The first angle from which we witness the hit on the President is through the eyes of a news crew, led by Rex Brooks (Weaver). They are reporting on the anti-terrorism summit in Spain, at which the President is scheduled to give a speech. She is having enough trouble getting her news anchor to stay on topic and her cameramen to refrain from filming crowd members holding divisive signs, and then the shots rip through the air and knock the President off his feet. Everyone panics as they try to continue their coverage of the event, but then two separate explosions occur, the latter of which kills the network’s reporter (Zoe Saldana). We then are shown this same episode from four new perspectives, those of Secret Service Agent Thomas Barnes (Quaid), Spanish policeman Enrique (Eduardo Noriega), tourist Howard Lewis (Whitaker), and President Ashton (Hurt). Each new iteration takes us slightly further into the future and offers a few new clues to unlock the story. The last segment jumps around between several points of view (totally abandoning the structural concept of the first hour of the film), namely those of the terrorists carrying out the attack, and takes the story to its tidy conclusion.

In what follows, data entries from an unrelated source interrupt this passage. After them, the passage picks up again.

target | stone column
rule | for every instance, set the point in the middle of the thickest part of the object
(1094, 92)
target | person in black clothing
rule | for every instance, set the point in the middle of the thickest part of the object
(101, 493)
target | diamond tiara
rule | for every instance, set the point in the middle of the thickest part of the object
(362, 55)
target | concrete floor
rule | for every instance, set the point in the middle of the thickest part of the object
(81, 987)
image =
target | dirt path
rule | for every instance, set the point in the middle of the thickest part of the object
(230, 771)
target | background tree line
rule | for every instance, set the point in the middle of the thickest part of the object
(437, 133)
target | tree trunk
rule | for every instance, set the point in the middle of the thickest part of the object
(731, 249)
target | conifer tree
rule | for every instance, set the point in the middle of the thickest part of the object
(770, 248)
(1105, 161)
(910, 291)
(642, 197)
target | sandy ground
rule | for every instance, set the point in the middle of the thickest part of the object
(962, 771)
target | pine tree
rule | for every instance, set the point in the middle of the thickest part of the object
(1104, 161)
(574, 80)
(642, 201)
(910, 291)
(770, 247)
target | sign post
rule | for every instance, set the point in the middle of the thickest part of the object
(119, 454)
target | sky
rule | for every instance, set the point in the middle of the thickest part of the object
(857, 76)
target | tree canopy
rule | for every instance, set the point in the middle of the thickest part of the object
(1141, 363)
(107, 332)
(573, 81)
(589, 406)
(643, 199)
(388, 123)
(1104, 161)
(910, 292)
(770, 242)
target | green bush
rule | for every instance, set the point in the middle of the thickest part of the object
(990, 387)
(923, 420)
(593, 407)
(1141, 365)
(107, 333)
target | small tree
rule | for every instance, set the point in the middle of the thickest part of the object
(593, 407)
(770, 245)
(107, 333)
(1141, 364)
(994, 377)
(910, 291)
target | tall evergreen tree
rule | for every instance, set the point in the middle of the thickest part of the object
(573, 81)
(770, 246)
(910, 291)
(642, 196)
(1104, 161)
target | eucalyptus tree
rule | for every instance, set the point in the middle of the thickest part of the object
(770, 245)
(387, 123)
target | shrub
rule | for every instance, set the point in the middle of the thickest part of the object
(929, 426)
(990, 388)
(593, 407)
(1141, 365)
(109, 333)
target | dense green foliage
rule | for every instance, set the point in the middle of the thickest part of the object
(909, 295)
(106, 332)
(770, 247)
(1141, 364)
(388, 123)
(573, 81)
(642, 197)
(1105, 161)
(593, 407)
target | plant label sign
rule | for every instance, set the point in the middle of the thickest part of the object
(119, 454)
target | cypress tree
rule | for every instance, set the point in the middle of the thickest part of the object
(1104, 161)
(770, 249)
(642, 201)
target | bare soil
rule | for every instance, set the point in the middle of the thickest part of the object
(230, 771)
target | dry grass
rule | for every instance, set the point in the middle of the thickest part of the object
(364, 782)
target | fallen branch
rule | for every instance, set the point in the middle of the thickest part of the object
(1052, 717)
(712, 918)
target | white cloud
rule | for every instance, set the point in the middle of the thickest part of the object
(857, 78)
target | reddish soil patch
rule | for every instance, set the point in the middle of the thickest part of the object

The film fumbles pretty much everything other than its action scenes, which are quite good even though they often feel misplaced amidst the repetitious story. The dialogue is mostly clichéd, the motivations of the terrorists are never revealed, and the contrived nature of the plot is just too silly to take seriously. Let me illustrate the inanity of the plot. The film’s climax involves Agent Barnes, who is chasing his double-crossing partner, coincidentally ending up at the site of an ambulance crash. The ambulance crashes when it swerves to avoid a little girl crossing traffic to be reunited with her mother, whom she was separated from when the bomb exploded. But the ambulance is driven by the terrorists who have kidnapped the President, who is in the back of the vehicle. So even though the terrorist just executed a logistically complex plan to kidnap the President of the United States and literally killed thousands of people nonchalantly in the process, he is going to scrap all those plans to avoid hitting the girl? Okay. (He would have hit her anyway. Forest Whitaker has to save her.) Then Barnes just opens the ambulance and there is the President. Nice.
Vantage Point is a perfect case of a film that tries to convince you that it is super smart, but it’s not. Because the film’s uniqueness hinges entirely on the merits of its various perspectives, I can’t help but be let down by the final product. This is because the film doesn’t treat the differing perspectives as such, but as small containers in which clues to solving the mystery are gradually fed to the viewer. The shifting perspective is utilized more frequently to cut the story off just before something is revealed than it is to actually offer something unique from a certain character’s viewpoint. Otherwise, the film is just a derivative thriller, which doesn’t excite me very much. It is certainly intense throughout, because it’s basically replaying the climax of the film a half dozen times, but it lacks a grounding in reality that could make it worth investing any more brain power than that spent while watching it (and that’s debatable). If you can allow yourself to get invested in really cheap drama and contrived plotting, then maybe you’ll enjoy it for an hour.